3.2. Limitations on Liability. The Software is provided gratuitously and, therefore, neither NOMITECH nor anyone else who has been involved in the creation, production or delivery of this product shall be liable for any lost of revenue, profit or data, or for damages (including direct, indirect, incidental, punitive, consequential and special damages) under any theory of liability (including tort, contract, or any other theory) arising out of Licensee`s or any third party`s use, download, distribution or of inability to use Software or in any other way arising out of this Agreement, even if advised of the possibility of such damages. NOMITECH will in no event be liable for illegal use of Software.
The Software is protected by copyright laws and international copyright treaties, as well as other intellectual property laws and treaties. Title, ownership rights, and all intellectual property rights in and to the Software and Documentation shall remain with NOMITECH and/or its licensors. Licensee agrees not to modify the Software, reproduce or distribute the Software except as expressly authorised herein, create derivative works of, or attempt to decipher, translate, decompile, disassemble, reverse engineer the Software or otherwise attempt to derive the source code of the Software or assist or encourage any third party in doing so.
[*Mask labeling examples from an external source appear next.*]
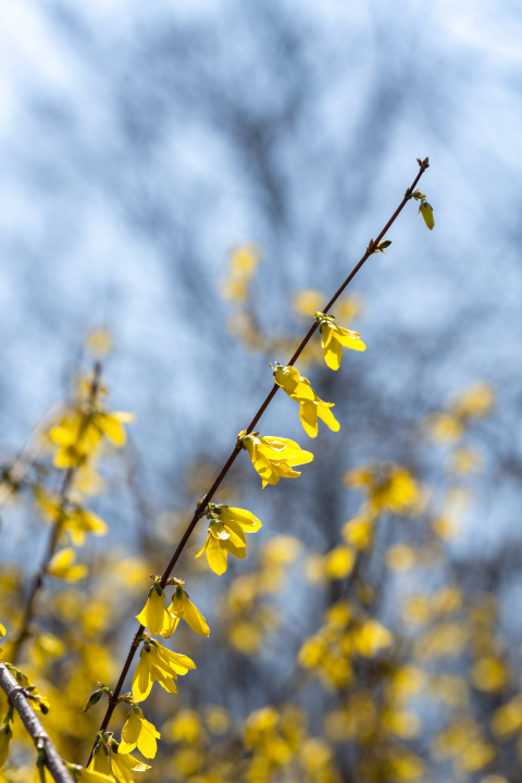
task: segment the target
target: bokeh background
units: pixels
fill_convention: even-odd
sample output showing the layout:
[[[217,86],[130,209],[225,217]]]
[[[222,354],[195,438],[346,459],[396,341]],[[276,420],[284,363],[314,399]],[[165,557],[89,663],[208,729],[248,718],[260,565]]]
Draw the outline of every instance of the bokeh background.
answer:
[[[361,333],[366,351],[345,351],[335,374],[312,355],[301,368],[336,403],[340,433],[324,427],[310,446],[281,393],[261,434],[297,439],[314,462],[298,482],[261,493],[245,456],[227,481],[225,499],[263,521],[251,550],[271,536],[291,536],[279,546],[294,552],[294,566],[284,593],[271,597],[278,629],[259,620],[263,643],[249,650],[217,630],[232,622],[220,616],[217,577],[196,571],[190,595],[215,633],[203,641],[206,651],[198,647],[197,685],[184,681],[188,708],[212,701],[240,724],[275,705],[290,682],[288,698],[311,712],[311,736],[323,736],[325,711],[349,697],[351,685],[338,686],[336,696],[316,682],[302,689],[293,667],[325,607],[355,588],[348,573],[321,576],[310,555],[338,545],[361,502],[341,476],[374,460],[387,464],[384,473],[390,462],[403,465],[425,488],[422,530],[432,530],[445,492],[458,487],[462,505],[465,489],[459,529],[438,542],[444,557],[427,575],[426,558],[396,570],[400,580],[384,567],[389,547],[413,546],[423,534],[417,522],[399,524],[397,508],[380,509],[387,521],[364,572],[378,600],[368,606],[390,626],[399,596],[420,588],[455,586],[464,607],[488,596],[495,608],[487,604],[484,612],[499,641],[483,657],[502,660],[505,676],[488,689],[476,675],[465,709],[492,746],[505,736],[494,737],[492,720],[518,693],[522,642],[521,33],[520,10],[508,0],[0,3],[0,457],[9,465],[42,417],[71,398],[72,378],[90,370],[92,331],[110,333],[109,403],[137,421],[126,450],[109,460],[103,493],[88,500],[110,525],[108,538],[82,551],[92,574],[109,550],[161,571],[270,389],[269,362],[285,363],[308,328],[315,299],[302,291],[320,297],[337,288],[413,181],[415,159],[430,157],[420,187],[434,208],[434,231],[409,203],[387,254],[365,264],[345,320],[339,315]],[[245,246],[257,266],[238,294],[231,253]],[[449,422],[449,431],[432,427],[425,437],[430,425],[420,422],[451,409],[448,395],[476,382],[495,394],[488,415],[465,414],[462,432]],[[464,435],[475,461],[456,470],[447,458]],[[58,484],[50,473],[45,480]],[[29,500],[5,507],[5,569],[23,562],[29,576],[47,536]],[[195,538],[187,572],[204,530]],[[244,572],[234,561],[222,583]],[[16,591],[22,606],[22,581]],[[140,601],[129,598],[130,618]],[[249,610],[245,622],[253,627]],[[132,633],[123,618],[119,623],[112,676]],[[471,682],[465,667],[474,654],[464,645],[456,655],[451,671]],[[374,693],[384,687],[377,674],[364,674]],[[164,709],[170,714],[172,703]],[[483,754],[477,766],[450,768],[451,754],[432,758],[430,737],[444,720],[426,705],[415,710],[424,729],[402,738],[418,743],[424,767],[410,767],[410,778],[364,768],[364,780],[413,780],[415,770],[426,780],[520,779],[513,743]],[[464,718],[456,725],[451,735]],[[332,736],[324,736],[327,744]],[[337,772],[330,766],[328,774],[363,780],[353,743],[348,735],[334,743],[328,763]],[[164,763],[164,780],[203,775],[202,766]],[[266,779],[284,779],[285,769],[270,768]]]

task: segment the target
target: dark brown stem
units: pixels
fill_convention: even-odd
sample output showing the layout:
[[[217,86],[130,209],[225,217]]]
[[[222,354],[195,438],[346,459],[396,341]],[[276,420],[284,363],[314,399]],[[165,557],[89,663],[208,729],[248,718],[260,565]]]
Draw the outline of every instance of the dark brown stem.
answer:
[[[383,237],[385,236],[385,234],[387,233],[387,231],[388,231],[388,229],[390,228],[390,226],[395,223],[395,221],[397,220],[397,217],[399,216],[399,214],[402,212],[406,203],[411,199],[411,195],[412,195],[412,192],[413,192],[413,190],[414,190],[414,188],[415,188],[419,179],[421,178],[421,176],[424,174],[424,172],[425,172],[426,169],[428,167],[427,158],[426,158],[424,161],[421,161],[421,160],[418,159],[418,163],[419,163],[419,167],[420,167],[419,174],[418,174],[417,177],[414,178],[413,184],[412,184],[412,185],[408,188],[408,190],[406,191],[405,198],[402,199],[402,201],[400,202],[400,204],[397,207],[397,209],[395,210],[394,214],[391,215],[391,217],[389,219],[389,221],[386,223],[386,225],[384,226],[384,228],[382,229],[382,232],[377,235],[377,238],[376,238],[374,241],[373,241],[373,240],[370,241],[370,244],[369,244],[369,248],[370,248],[370,249],[366,249],[366,252],[365,252],[364,256],[361,258],[361,260],[359,261],[359,263],[357,264],[357,266],[355,266],[355,268],[352,269],[352,271],[350,272],[350,274],[348,275],[348,277],[345,279],[345,282],[343,283],[343,285],[335,291],[334,296],[332,297],[332,299],[330,300],[330,302],[328,302],[328,303],[326,304],[326,307],[324,308],[324,310],[323,310],[324,313],[327,313],[327,312],[332,309],[332,307],[335,304],[335,302],[337,301],[337,299],[339,298],[339,296],[343,294],[343,291],[345,290],[345,288],[347,287],[347,285],[353,279],[353,277],[356,276],[356,274],[359,272],[359,270],[360,270],[361,266],[364,264],[364,262],[368,261],[368,259],[370,258],[370,256],[373,254],[374,248],[378,245],[378,243],[383,239]],[[291,364],[291,365],[295,364],[295,362],[297,361],[297,359],[299,358],[299,356],[302,353],[304,347],[307,346],[308,341],[310,340],[310,338],[312,337],[312,335],[313,335],[313,333],[315,332],[316,328],[318,328],[318,323],[314,322],[314,323],[312,324],[312,326],[310,327],[310,330],[309,330],[309,331],[307,332],[307,334],[304,335],[304,337],[302,338],[301,343],[299,344],[299,347],[297,348],[296,352],[294,353],[294,356],[293,356],[291,359],[289,360],[288,364]],[[269,405],[272,402],[272,400],[273,400],[273,398],[275,397],[278,388],[279,388],[279,387],[277,386],[277,384],[274,384],[274,386],[272,387],[272,389],[271,389],[270,393],[268,394],[264,402],[261,405],[260,409],[258,410],[258,412],[257,412],[256,415],[253,417],[252,421],[251,421],[250,424],[248,425],[248,427],[247,427],[247,433],[251,433],[251,432],[252,432],[253,427],[254,427],[256,424],[259,422],[259,420],[260,420],[261,417],[263,415],[263,413],[264,413],[264,411],[266,410],[266,408],[269,407]],[[240,450],[241,450],[241,449],[238,448],[237,446],[234,448],[233,452],[231,453],[231,456],[229,456],[228,459],[226,460],[225,464],[224,464],[223,468],[221,469],[221,472],[220,472],[219,476],[216,477],[216,480],[214,481],[214,483],[213,483],[212,486],[210,487],[209,492],[207,493],[207,495],[204,496],[204,498],[201,500],[201,502],[198,504],[198,508],[196,509],[196,511],[195,511],[195,513],[194,513],[194,517],[192,517],[192,519],[190,520],[190,523],[189,523],[187,530],[186,530],[185,533],[183,534],[183,537],[182,537],[179,544],[177,545],[174,555],[172,556],[172,558],[171,558],[167,567],[165,568],[165,570],[164,570],[164,572],[163,572],[163,574],[162,574],[162,577],[161,577],[161,581],[160,581],[160,585],[161,585],[162,587],[165,586],[166,580],[167,580],[169,576],[171,575],[174,567],[176,566],[176,563],[177,563],[177,561],[178,561],[178,559],[179,559],[179,556],[181,556],[182,551],[184,550],[184,548],[185,548],[188,539],[190,538],[190,535],[192,534],[194,529],[196,527],[196,525],[197,525],[197,523],[198,523],[198,520],[201,519],[201,517],[203,515],[204,509],[207,508],[207,506],[209,505],[209,502],[212,500],[212,498],[213,498],[216,489],[219,488],[219,486],[220,486],[220,484],[222,483],[223,478],[226,476],[226,474],[228,473],[229,469],[231,469],[232,465],[234,464],[234,462],[235,462],[235,460],[236,460],[236,457],[238,456],[238,453],[239,453]],[[140,625],[139,629],[138,629],[138,631],[137,631],[136,634],[134,635],[133,644],[130,645],[130,649],[129,649],[128,655],[127,655],[127,658],[126,658],[126,660],[125,660],[125,666],[124,666],[124,668],[123,668],[123,670],[122,670],[122,673],[121,673],[121,675],[120,675],[120,680],[117,681],[117,685],[116,685],[116,687],[114,688],[114,694],[113,694],[112,698],[109,700],[109,706],[108,706],[108,708],[107,708],[105,716],[104,716],[103,721],[102,721],[102,723],[101,723],[100,731],[105,731],[107,728],[108,728],[108,725],[109,725],[109,721],[110,721],[110,719],[111,719],[111,717],[112,717],[112,713],[114,712],[115,706],[116,706],[116,704],[117,704],[117,698],[119,698],[119,696],[120,696],[120,694],[121,694],[121,692],[122,692],[122,688],[123,688],[123,685],[124,685],[124,682],[125,682],[125,678],[126,678],[126,675],[127,675],[127,673],[128,673],[128,670],[129,670],[130,664],[132,664],[132,662],[133,662],[134,656],[136,655],[136,650],[138,649],[138,646],[139,646],[137,639],[138,639],[138,637],[141,635],[142,632],[144,632],[144,626]],[[92,748],[92,750],[90,751],[89,762],[88,762],[88,763],[90,763],[90,759],[92,758],[92,751],[94,751],[94,748]],[[87,765],[87,766],[88,766],[88,765]]]
[[[74,783],[60,754],[44,730],[40,721],[30,708],[24,689],[20,687],[8,668],[0,661],[0,687],[5,692],[9,703],[20,714],[25,730],[30,735],[37,750],[45,753],[45,765],[57,783]]]
[[[99,362],[96,362],[94,374],[92,374],[92,381],[90,384],[90,390],[89,390],[89,399],[88,399],[89,406],[92,406],[96,402],[96,397],[97,397],[98,388],[100,385],[100,375],[101,375],[101,364]],[[88,414],[84,413],[82,417],[79,427],[78,427],[78,442],[79,442],[82,435],[84,434],[85,427],[87,426],[87,423],[88,423],[88,419],[89,419]],[[44,556],[44,560],[41,561],[40,569],[35,576],[33,587],[32,587],[29,596],[27,598],[27,604],[25,606],[25,610],[24,610],[24,614],[23,614],[23,619],[22,619],[22,626],[21,626],[18,634],[17,634],[16,638],[14,639],[13,646],[11,648],[10,657],[11,657],[12,663],[16,663],[16,660],[22,650],[22,645],[24,644],[25,639],[29,635],[30,622],[35,614],[36,598],[44,585],[44,577],[47,573],[47,569],[49,568],[49,563],[51,562],[52,556],[54,555],[58,543],[60,540],[60,533],[62,530],[63,519],[64,519],[63,509],[67,501],[69,490],[71,488],[71,484],[76,474],[76,471],[77,471],[77,468],[67,468],[67,470],[65,471],[62,488],[60,490],[60,510],[61,510],[60,517],[52,525],[47,551]]]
This Agreement will take effect upon transfer of the License Key from NOMITECH to Licensee, and will remain in force until expiration of the Evaluation Period. The evaluation license can be terminated by NOMITECH if Licensee fails to comply with the terms and conditions of this agreement. At the conclusion of the evaluation period Licensee must return all media and documentation to NOMITECH and destroy all copies of Software as well as all copies of derived files and documentation. Expiration of this Agreement will not affect the provisions disclaiming NOMITECH`s liability, which provisions shall survive any expiration or termination of this Agreement.
6. GOVERNING LAW
This Agreement shall be governed by and construed in accordance with the laws of Greece.
7.1. If any term, condition, or provision in this Agreement is found to be invalid, unlawful or unenforceable to any extent, the remaining terms, conditions and provisions will continue to be valid and enforceable to the fullest extent permitted by law.
7.2. This Agreement represents the entire agreement of the parties with respect to the subject matter of this Agreement and supersedes all previous communications, representations, understandings and agreements; either oral or written, between the parties with respect to said subject matter.
7.3. This Agreement may not be amended, except in writing, signed by both parties. No terms, provisions or conditions of any purchase order, acknowledgement or other business form that Licensee may use in connection with the acquisition or licensing of the Software will have any effect on the rights, duties or obligations of the parties under, or otherwise modify, this Agreement, regardless of any failure of NOMITECH to object to such terms, provisions or conditions.